Der „Parc Housen“ als Schulstandort einerseits und als Standort für Sozial-, Sport- und Freizeiteinrichtungen andererseits, wird von unterschiedlichen Zielgruppen, von SchülerInnen und LehrerInnen, bis hin zu TouristInnen angefahren. Derzeit treten bei der Durchführung von Großveranstaltungen immer wieder Nutzungskonflikte zwischen und innerhalb der Zielgruppen auf, die auf Mängel in der Organisation des fließenden, ruhenden und nichtmotorisierten Verkehrs rückzuführen sind. Ziel dieses Projekts ist auf der einen Seite die Ausarbeitung der Besucherlenkung und das Mobilitätsmanagement bei Großveranstaltungen und auf der anderen Seite die Signaletik zur Orientierung auf dem Gelände des Parc Housen.

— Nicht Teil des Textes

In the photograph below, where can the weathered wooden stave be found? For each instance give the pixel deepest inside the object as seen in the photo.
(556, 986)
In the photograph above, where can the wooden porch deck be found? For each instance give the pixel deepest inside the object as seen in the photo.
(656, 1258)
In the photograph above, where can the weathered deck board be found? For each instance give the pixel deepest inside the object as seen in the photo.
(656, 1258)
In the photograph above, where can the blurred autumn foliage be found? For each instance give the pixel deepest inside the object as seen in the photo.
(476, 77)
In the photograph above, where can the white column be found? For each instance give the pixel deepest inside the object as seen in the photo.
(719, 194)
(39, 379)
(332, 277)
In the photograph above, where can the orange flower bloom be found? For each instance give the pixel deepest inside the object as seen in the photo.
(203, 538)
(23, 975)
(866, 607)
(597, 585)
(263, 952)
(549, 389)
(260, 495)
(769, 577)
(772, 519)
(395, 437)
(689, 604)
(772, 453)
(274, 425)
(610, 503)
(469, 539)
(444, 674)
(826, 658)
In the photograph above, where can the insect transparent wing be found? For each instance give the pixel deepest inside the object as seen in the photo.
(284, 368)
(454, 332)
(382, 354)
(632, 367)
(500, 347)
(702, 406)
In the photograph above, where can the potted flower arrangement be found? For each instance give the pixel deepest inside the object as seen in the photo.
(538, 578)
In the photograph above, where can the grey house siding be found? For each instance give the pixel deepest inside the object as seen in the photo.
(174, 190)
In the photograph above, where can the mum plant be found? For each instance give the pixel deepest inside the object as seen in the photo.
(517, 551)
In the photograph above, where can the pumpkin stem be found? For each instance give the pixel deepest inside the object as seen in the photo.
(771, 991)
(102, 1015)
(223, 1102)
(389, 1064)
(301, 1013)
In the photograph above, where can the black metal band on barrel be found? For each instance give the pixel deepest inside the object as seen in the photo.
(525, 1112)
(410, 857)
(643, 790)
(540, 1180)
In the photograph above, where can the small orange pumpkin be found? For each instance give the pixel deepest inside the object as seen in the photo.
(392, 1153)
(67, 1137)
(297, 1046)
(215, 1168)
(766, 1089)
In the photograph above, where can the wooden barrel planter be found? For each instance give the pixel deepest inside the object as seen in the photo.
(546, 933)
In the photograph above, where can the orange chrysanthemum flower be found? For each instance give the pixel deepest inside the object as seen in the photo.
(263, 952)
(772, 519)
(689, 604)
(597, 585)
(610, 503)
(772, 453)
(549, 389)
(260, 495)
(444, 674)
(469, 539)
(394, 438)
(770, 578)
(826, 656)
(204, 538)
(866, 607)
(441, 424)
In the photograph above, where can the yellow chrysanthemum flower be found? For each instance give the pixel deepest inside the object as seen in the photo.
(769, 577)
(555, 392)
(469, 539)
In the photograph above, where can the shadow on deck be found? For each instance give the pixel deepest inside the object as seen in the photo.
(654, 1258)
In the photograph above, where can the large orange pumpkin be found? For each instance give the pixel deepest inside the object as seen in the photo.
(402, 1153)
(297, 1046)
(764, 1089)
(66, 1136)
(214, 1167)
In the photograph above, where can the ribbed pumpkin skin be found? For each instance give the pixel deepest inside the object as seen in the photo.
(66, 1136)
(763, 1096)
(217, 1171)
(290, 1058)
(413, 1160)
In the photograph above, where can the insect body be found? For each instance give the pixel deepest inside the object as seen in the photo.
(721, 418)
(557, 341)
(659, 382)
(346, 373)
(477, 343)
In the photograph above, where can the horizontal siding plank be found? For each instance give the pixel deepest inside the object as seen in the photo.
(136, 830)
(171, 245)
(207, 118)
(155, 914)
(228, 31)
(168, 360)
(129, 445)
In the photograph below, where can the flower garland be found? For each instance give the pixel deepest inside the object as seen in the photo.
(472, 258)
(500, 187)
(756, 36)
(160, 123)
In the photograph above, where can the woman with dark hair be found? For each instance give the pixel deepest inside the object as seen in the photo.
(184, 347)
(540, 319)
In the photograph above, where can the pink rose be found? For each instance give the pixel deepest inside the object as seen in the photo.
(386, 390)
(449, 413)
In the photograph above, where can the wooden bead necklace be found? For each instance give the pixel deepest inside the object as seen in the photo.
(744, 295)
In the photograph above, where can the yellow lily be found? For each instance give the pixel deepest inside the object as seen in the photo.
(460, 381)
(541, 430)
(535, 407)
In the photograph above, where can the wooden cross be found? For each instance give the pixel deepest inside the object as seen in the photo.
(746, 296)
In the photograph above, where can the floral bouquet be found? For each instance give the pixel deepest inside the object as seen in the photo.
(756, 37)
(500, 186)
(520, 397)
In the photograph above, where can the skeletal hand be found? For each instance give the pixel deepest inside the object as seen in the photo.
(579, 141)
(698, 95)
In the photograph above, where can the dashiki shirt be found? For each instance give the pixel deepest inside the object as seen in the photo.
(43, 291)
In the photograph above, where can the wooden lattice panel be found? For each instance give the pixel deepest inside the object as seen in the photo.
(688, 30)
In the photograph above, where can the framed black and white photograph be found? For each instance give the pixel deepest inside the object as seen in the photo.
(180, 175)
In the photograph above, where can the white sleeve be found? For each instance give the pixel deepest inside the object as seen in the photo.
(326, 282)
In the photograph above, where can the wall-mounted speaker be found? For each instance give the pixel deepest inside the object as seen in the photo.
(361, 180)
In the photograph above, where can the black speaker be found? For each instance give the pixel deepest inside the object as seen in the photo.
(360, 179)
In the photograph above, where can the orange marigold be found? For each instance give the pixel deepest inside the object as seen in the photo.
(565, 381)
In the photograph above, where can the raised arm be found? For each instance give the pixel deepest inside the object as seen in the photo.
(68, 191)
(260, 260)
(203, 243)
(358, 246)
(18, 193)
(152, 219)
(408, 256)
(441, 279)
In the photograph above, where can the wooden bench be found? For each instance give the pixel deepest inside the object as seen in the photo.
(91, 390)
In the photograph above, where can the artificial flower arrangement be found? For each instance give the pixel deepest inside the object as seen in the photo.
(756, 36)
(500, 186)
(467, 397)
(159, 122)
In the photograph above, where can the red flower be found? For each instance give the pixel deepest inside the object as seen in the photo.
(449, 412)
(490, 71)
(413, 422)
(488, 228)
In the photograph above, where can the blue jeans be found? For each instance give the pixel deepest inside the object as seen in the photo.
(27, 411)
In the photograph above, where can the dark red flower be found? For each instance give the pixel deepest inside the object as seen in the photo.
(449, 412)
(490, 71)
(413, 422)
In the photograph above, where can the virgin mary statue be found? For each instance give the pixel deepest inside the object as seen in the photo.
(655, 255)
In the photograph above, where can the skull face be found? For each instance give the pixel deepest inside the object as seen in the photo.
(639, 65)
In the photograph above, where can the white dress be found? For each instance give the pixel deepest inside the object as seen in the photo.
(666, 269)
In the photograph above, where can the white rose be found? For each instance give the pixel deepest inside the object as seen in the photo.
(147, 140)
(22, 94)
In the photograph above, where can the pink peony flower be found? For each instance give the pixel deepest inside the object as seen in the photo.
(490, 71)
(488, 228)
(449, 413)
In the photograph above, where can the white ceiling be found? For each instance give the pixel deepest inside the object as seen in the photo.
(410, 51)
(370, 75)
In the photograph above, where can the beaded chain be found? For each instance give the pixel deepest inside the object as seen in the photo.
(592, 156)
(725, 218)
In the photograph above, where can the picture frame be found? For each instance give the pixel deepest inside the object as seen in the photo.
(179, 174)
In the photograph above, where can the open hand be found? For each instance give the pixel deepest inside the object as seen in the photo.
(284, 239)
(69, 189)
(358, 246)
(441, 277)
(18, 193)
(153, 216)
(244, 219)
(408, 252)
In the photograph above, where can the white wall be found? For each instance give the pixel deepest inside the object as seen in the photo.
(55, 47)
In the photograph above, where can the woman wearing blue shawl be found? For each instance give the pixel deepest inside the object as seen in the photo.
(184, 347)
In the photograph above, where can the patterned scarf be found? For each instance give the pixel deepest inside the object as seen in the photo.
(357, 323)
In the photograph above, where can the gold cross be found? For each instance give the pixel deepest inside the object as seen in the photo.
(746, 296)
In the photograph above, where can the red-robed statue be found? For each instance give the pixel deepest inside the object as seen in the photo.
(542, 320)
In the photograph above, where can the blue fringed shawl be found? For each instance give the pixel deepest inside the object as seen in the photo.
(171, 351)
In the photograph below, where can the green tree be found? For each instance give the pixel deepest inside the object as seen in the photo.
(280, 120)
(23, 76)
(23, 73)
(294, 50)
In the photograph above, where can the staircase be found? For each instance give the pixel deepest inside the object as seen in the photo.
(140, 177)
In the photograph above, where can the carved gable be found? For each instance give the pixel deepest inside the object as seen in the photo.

Als Grundlage für die Planung wurden in einem ersten Schritt der Bestand der Infrastruktur und der Abläufe vor Ort erhoben, Anforderungen der einzelnen Einrichtungen ermittelt und Problemstellen identifiziert. Zudem wurde das Verkehrsgeschehen bei der An- und Abfahrt und während des Aufenthalts von Gästen und MitarbeiterInnen abgebildet. Dabei wurde Bedarf und Angebot miteinander verglichen, um so Kapazitätsengpässe, Nutzungskonflikte und Gefahrenstellen identifizieren zu können.

Aufbauend auf die Analyse und den Anforderungen, erfolgte die Ausarbeitung eines Konzeptes zur Besucherlenkung (Pkw und FußgängerInnen), zu den MitarbeiterInnen, zum Lieferverkehr und zum Bring-und-Holverkehr. Die Verkehrsorganisation enthält die „optimale“ Führung des Kfz-Verkehrs sowie die sichere und „logische“ Abwicklung der Fußgängerströme zwischen den Gebäuden und zu den Haltestellen des ÖV und der Parkplätze. Logik, Standorte und Design eines zukünftigen BesucherInnen-Leitsystems wurden festgelegt.

Für Großveranstaltungen wurden ein eigenes temporäres Leitsystem sowie ein Ablaufplan entwickelt.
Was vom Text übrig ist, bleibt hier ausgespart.